Private-equity estate investment company

Stockbridge Capital Group is a private-equity real estate investment company based in San Francisco, led by Terry Fancher and Sol Raso. Currently, the company has approximately $34 billion in assets under management.

The company owns the Hollywood Park Casino in Inglewood, California which is located next door to SoFi Stadium and its surrounding development dubbed as Hollywood Park. Stockbridge purchased the property in July 2005 from Churchill Downs Incorporated for $260 million in cash and operated Hollywood Park Racetrack until 2013. Stockbridge also owns more than 200 manufactured home communities through Yes! Communities. They have received $1.3 billion in financing from Fannie Mae, which they used to acquire more manufactured homes. In 2016, Stockbridge sold part of Yes! to GIC Private Limited and the Pennsylvania Public School Employees' Retirement System (PSERS). Stockbridge in addition owns Bay Meadows, a master planned community in San Mateo, California that was formerly the site of Bay Meadows Racetrack. The company owns The Burbank Studios in Burbank, California, formerly NBC's NBC Studios in a joint venture with M. David Paul & Associates.

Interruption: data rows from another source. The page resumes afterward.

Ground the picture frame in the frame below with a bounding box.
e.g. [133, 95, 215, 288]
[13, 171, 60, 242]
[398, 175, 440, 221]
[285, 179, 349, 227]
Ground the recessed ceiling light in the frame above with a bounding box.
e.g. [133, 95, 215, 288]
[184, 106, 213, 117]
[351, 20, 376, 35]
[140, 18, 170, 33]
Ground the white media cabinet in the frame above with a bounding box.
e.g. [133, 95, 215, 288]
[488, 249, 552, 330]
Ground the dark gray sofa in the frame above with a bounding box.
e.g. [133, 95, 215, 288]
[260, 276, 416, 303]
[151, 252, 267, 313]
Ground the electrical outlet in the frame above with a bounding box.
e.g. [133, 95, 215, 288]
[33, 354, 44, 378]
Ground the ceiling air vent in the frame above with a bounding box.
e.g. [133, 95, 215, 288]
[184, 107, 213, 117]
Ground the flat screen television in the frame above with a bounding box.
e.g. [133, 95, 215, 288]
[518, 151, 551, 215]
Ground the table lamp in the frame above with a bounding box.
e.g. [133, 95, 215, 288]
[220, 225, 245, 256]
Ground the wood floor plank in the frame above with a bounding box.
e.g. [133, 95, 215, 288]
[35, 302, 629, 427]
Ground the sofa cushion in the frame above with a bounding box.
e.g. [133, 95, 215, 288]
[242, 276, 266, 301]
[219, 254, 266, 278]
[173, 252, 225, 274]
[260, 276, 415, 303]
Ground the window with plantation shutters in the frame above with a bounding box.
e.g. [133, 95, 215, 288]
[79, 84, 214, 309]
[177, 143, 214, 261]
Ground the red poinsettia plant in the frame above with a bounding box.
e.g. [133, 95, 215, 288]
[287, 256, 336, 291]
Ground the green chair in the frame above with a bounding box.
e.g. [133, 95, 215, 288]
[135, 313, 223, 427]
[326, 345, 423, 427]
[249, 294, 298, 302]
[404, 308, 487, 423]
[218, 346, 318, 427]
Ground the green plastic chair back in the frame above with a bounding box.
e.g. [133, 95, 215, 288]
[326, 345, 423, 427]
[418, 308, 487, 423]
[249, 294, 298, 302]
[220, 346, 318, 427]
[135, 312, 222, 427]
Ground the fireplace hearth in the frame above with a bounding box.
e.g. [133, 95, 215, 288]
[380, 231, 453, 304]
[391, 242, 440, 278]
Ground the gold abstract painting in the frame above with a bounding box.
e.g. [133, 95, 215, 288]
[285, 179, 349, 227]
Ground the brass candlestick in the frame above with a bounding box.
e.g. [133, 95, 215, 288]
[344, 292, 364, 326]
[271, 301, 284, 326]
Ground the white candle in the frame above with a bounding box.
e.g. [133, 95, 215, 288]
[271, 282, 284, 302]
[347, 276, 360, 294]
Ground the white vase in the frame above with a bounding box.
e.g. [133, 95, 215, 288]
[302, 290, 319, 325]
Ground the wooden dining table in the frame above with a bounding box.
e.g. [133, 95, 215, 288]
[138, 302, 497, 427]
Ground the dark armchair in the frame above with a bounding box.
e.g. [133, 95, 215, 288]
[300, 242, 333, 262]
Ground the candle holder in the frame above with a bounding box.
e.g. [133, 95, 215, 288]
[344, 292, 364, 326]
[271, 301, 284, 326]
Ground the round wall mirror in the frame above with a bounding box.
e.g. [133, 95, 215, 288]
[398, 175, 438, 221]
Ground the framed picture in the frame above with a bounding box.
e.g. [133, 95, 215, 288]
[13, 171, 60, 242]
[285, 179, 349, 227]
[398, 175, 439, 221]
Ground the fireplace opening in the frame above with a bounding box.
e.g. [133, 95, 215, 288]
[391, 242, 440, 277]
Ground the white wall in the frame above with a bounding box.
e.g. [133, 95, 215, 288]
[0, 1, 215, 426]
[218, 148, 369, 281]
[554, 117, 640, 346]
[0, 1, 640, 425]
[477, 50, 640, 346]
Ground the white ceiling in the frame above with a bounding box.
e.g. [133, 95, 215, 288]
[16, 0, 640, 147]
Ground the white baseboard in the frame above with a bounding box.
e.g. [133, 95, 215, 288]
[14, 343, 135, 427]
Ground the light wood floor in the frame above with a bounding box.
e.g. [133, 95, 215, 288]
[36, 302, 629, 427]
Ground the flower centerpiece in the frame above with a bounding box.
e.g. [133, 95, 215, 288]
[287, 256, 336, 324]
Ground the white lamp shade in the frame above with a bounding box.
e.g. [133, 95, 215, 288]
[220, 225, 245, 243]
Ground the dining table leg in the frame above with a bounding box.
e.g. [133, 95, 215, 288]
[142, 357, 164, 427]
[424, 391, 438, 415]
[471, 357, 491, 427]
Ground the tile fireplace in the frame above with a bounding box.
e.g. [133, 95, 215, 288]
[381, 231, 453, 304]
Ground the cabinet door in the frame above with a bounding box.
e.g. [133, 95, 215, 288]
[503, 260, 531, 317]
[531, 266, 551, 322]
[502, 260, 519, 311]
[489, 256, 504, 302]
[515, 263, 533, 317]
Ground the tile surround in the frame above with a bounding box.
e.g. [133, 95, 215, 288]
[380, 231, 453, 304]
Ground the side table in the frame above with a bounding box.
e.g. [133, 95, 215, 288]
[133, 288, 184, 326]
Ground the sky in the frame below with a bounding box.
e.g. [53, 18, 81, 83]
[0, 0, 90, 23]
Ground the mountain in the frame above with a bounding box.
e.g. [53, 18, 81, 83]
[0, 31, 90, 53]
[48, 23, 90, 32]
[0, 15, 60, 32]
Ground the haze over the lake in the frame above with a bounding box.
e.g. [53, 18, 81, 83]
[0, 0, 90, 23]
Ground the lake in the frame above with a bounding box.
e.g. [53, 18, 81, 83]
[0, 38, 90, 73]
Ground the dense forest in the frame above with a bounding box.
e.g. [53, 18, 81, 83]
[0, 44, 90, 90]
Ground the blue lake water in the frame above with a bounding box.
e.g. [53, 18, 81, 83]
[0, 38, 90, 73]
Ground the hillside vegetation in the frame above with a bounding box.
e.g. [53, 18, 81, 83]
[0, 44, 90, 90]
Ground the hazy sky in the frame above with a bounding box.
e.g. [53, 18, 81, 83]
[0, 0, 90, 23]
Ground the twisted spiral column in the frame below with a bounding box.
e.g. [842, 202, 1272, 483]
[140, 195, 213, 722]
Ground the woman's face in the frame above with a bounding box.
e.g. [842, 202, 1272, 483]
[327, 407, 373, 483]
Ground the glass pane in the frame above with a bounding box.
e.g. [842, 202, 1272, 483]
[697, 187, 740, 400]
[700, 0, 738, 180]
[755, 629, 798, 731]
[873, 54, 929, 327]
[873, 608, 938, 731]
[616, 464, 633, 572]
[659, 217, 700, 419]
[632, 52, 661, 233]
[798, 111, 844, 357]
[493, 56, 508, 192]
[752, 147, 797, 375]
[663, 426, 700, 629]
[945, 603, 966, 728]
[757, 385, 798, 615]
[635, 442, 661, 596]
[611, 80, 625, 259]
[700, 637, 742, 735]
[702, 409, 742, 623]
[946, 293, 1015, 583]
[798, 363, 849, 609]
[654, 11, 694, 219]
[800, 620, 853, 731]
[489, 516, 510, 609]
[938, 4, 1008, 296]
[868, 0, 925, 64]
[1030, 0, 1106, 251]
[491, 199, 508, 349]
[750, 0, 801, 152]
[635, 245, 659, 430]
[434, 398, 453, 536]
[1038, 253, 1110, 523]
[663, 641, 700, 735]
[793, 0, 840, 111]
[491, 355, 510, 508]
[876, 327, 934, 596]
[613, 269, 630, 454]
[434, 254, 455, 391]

The firm formerly owned 140 New Montgomery known as the Pac Bell Building in San Francisco from 2007 until April 2016. It also formerly owned the SLS Las Vegas from October 2015 until April 2018.

In October 2019, Stockbridge Capital Group planned to raise up to $500 m (€453.5 m) for a new US real estate fund with value added.

In November 2019, Stockbridge Capital Group purchased a US commercial estate of 8.7 million sqft from Hillwood Development Company for $800 million (€725.1 m).

In June 2020, David Egan joined as senior vice president of Stockbridge Capital Group.